The soldier at the checkpoint waved me through. I drove, foot to the accelerator, across barren cold fields.

"The guy you roughed up is going to need a doctor."

"Better that than ending up dead."

Ford waited at the rendezvous point, five kilometres from the East German border. When we're in the field, we expect our Controller to work out the bigger picture, and Ford was good, a short thin man with a balding head and a pair of reading glasses, looking like a maths teacher or a Bible salesman, you'd lose him in a crowd—which is the whole point, really.

"Roads clear," I said.

Ford looked tired. "Not without a fair bit of muscle," he said. "We even had to activate a deep-cover mole, a sleeper. I don't suppose she'll live." He said that with a soft apologetic air, coughing, and, "Anderson on the Eastern Europe Desk is rather unhappy."

Which is Ford's way of saying "Hopping mad", but I didn't care. He wouldn't say anything without a good reason, but if he meant to push me it didn't work—you can't be pushed past a certain point, and your entire being concentrates on one thing: survival.

So I said, "Can we get a move on?" and he said, "Yes," obviously, and if I was in such a hurry, and I got into the microlight, I'd sit Ford behind me; he was good but I wanted to survive, and when you do, there is only one person you trust.

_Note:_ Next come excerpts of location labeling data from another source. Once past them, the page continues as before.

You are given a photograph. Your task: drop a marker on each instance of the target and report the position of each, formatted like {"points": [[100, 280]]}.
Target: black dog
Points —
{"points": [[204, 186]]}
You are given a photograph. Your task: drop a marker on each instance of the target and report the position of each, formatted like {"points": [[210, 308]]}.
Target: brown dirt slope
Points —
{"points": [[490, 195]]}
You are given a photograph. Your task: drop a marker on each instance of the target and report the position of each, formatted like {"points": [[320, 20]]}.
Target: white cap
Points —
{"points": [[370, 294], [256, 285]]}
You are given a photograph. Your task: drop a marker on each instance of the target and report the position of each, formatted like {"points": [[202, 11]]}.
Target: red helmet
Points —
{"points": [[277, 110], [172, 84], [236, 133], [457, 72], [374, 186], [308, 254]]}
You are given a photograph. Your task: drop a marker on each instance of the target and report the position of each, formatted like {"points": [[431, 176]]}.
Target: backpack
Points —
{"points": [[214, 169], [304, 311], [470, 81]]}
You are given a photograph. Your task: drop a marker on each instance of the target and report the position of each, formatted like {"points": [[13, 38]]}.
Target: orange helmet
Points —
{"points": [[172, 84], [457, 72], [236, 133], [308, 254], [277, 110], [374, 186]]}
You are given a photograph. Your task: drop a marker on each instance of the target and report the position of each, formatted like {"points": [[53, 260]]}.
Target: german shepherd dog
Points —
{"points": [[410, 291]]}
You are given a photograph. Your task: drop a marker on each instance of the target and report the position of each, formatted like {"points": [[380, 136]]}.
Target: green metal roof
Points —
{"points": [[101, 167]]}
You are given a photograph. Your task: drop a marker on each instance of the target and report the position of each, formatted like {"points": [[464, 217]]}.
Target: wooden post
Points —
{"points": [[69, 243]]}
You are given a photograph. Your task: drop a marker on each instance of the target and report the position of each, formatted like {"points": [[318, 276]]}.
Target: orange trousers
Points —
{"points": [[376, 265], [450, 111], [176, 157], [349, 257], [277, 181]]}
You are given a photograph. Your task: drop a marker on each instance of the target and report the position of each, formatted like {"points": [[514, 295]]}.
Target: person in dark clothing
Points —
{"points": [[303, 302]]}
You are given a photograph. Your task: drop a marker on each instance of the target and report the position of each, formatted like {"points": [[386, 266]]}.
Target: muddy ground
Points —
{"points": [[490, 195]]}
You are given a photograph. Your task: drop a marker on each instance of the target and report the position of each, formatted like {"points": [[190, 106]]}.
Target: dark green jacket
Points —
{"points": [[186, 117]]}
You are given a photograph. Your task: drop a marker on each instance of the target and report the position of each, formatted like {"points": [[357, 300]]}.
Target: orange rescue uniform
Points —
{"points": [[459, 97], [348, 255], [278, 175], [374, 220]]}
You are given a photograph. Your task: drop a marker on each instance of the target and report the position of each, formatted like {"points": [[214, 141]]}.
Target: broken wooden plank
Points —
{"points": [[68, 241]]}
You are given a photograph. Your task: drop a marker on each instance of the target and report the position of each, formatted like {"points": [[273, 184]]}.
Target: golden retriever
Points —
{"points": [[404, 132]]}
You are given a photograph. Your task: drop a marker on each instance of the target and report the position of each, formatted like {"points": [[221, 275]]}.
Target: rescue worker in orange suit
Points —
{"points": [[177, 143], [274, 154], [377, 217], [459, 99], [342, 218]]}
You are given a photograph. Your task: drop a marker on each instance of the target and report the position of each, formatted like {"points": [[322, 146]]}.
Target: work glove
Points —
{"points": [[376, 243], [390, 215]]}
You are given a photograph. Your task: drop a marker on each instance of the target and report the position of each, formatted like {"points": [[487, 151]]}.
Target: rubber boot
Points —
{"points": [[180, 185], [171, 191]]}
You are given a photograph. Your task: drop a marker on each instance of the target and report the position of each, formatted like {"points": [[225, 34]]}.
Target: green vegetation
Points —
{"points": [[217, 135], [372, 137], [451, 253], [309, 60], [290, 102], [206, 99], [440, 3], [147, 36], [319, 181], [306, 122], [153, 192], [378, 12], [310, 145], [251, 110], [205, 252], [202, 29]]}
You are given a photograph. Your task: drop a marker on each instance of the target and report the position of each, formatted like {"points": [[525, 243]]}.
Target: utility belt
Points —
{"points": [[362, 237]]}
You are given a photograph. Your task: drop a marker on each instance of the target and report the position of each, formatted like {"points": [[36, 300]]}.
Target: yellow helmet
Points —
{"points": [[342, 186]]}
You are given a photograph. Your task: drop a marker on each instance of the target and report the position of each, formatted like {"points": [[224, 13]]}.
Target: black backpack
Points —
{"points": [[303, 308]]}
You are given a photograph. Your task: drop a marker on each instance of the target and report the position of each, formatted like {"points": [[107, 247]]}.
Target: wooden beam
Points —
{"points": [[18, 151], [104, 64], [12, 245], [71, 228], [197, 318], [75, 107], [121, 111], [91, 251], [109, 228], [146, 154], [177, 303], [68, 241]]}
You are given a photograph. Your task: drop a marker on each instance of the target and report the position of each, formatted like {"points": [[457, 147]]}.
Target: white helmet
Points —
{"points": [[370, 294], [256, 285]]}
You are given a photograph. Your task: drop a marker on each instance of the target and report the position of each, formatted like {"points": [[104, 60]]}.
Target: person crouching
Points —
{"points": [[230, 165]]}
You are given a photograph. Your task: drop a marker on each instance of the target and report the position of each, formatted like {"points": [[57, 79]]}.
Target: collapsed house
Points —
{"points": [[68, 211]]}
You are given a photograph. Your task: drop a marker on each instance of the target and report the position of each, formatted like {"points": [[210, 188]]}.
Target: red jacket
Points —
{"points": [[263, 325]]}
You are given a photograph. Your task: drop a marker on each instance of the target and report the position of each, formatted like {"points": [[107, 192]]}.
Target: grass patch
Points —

I'd slid into a pair of overalls and now speeded up along the track road and then we were in the air and climbing, and I was grateful for the overalls. It gets cold quickly up there, and you need the insulation.

Flying blind and in fear of angels, the action is a strange dance, trying to keep between the two realms. There's the human one below, the realm of the Sluzba Bezpieczeństwa and Stasi, of dank cells and rats and beatings, blood in water—but I wasn't going to think about that, I was going to think ahead, to safety, to getting away with it.

Just don't fly too high.

There's the human realm, and then there's the heavenly one where the winged predators ruled.

We flew over the border into East Germany and I consulted the map as I let the microlight glide, unassisted, then grabbed hold of the bars again and swooped north, Ford behind me—and I knew the thing with Raphael had been serious, they wouldn't let someone like Ford out of bed for less than a revolution, nukes, or angels.

And they wouldn't have asked for me.

Racing through cold clear air, waiting, the nerves on edge, piano wires stretched to snap.

But still we weren't disturbed; the air remained clear and bright, no sign of unfriendly visitations, no sign of wings, and the ground, as much of it as I could see, remained clear of their agents, and we flew until I could smell the sea cutting like a blade against skin, salty and smoky at the same time, and a flare went up and I made an awkward landing, bumpy, but we rode it until the microlight stopped and I got out and, not waiting for Ford to unstrap himself, jumped onto the deck of the boat without ceremony and commandeered the ladies bathrooms.

It gets cold up there.

At 04:15 we touched Dover and at 05:30 I was back in London, alive, and the adrenaline wearing off and needing release, and I went to find Ben and woke him up, which he didn't mind at all.